One by one the communal leaders say ‘sorry.’ “We failed you.”
Parents and teenagers, neighbours and grandparents, victims and survivors have gathered in a show of solidarity against child sexual abuse in the Jewish community. It is also a public reconciliation of sorts.
This ‘Night of Healing’ on Monday night in Melbourne has been organised by Tzedek, a support group for Jewish victims of child sex abuse, at the urging of prominent Jewish advocate and abuse survivor, Manny Waks.
Waks hopes this evening will address the pain, confusion and division that has crippled the Jewish community since public revelations in the Royal Commission hearings regarding sexual abuse and its concealment in Melbourne and Sydney Yeshiva communities.
Last Thursday’s final hearing in Sydney, a part of the Royal Commission into Institutionalised Responses to Child Sexual Abuse, follows hearings in 2015 and a report in 2016 on abuse within the Jewish community. Since then, institutions have implemented child protection policies, but Waks and other advocates remain angry that some disgraced leaders have not yet been forced to resign and are still being paid salaries.
Tonight however is a time to share stories, acknowledge the abuse that occurred and say sorry for, as Waks puts it, “members of our community committing unspeakable crimes against members of our community.”

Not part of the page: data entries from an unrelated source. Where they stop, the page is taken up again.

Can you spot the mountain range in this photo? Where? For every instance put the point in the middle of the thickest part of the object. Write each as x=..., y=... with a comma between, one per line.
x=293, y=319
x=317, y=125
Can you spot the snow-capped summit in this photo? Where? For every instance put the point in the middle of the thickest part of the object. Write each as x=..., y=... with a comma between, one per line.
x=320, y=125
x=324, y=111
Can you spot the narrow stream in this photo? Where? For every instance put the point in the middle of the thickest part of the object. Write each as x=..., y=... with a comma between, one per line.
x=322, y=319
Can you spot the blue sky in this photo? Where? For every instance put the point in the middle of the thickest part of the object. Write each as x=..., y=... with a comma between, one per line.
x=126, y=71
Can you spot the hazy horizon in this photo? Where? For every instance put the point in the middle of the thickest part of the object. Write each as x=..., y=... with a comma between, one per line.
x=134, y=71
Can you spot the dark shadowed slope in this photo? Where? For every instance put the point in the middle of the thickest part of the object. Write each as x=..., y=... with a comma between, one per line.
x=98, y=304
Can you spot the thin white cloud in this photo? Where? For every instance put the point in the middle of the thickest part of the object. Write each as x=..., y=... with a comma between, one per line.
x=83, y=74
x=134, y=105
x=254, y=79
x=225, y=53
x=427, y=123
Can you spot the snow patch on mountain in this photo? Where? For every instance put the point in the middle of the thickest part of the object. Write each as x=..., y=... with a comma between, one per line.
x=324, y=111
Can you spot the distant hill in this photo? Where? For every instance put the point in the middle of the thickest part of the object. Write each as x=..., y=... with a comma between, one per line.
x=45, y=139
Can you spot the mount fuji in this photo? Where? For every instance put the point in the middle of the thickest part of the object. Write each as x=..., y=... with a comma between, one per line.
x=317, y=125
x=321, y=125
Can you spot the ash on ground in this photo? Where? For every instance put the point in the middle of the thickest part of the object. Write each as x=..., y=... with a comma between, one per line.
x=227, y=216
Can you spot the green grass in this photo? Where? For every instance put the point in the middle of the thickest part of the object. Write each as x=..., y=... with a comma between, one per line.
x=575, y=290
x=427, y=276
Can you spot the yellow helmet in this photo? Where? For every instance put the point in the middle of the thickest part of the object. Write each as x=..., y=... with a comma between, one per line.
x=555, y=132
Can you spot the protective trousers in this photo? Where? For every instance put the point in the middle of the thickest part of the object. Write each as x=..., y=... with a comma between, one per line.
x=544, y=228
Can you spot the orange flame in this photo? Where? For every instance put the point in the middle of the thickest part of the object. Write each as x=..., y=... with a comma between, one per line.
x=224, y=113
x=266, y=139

The theme of ‘the witness’ permeates the speeches. Dr Vicki Gordon of Australian Jewish Psychologists praises sexual abuse survivors for speaking publicly during the Commission hearings, allowing those present ‘to witness and validate’ the stories being told.
“Soul murder,” says Dr Gordon, looking up from the lectern. “This assault, this betrayal, often by someone known and trusted by the victim, destroys their soul.”
Drawing from her own experience attending the 2015 hearings, she explains how listening to survivor accounts can help those abused to feel connected with the community and allow the community to show support for victims.
“To be in the room,” she continues, “and to hear testimonies of their abuse and of their traumas … was to connect, to empathise, to feel, touch, smell, taste and hear just a glimpse of what that soul murder looked like.”
President of the Executive Council of Australian Jewry, Anton Block, describes how it takes a village to raise a child and how, as chiefs of this village, the community as a whole has failed these children by both the engagement in abuse and the subsequent culture of concealment.
“[Victims] have been saying ‘where are you?’” he says. “We are here and here we will always be.”
Never again will victims stand alone, Block says, nor suffer recriminations or rejection for speaking up.
The dangers of denial are reemphasised by Rabbi Yaakov Glasman of the Rabbinical Council of Australia and New Zealand (RCANZ), who recounts how assault being dealt with ‘in-house’ by Rabbis created a culture of concealment. Since the 2015 Royal Commission, this failing has been partly addressed through the creation of RCANZ. Glasman believes that with greater transparency, accountability and external regulation ‘we’ve ushered in a new era of responsibility.’
For Tzedek CEO Dr Michelle Meyer, this new era of responsibility means providing victims with long-denied support and a listening ear.
“The statement ‘I believe you’ is a powerful affirmation and one that can take a survivor over the initial threshold, into a pathway of recovery,” Dr Meyer says. “Understanding that abuse is not their fault is another part of healing. Many survivors blame themselves. Placing responsibility where it belongs is important, empowering survivors to regain a positive sense of self.”
The audience soon becomes witness to another form of testimony, the words of abuse-survivor Rae Le Fleur in her song Roller-coaster Ride. The song reflects on those who shunned the stories of abuse they heard, who covered them up, who turned a blind eye: the silent witness.
“She’s feeling really alone,” Le Fleur sings. “Do you care, are you aware that it’s a roller-coaster ride?”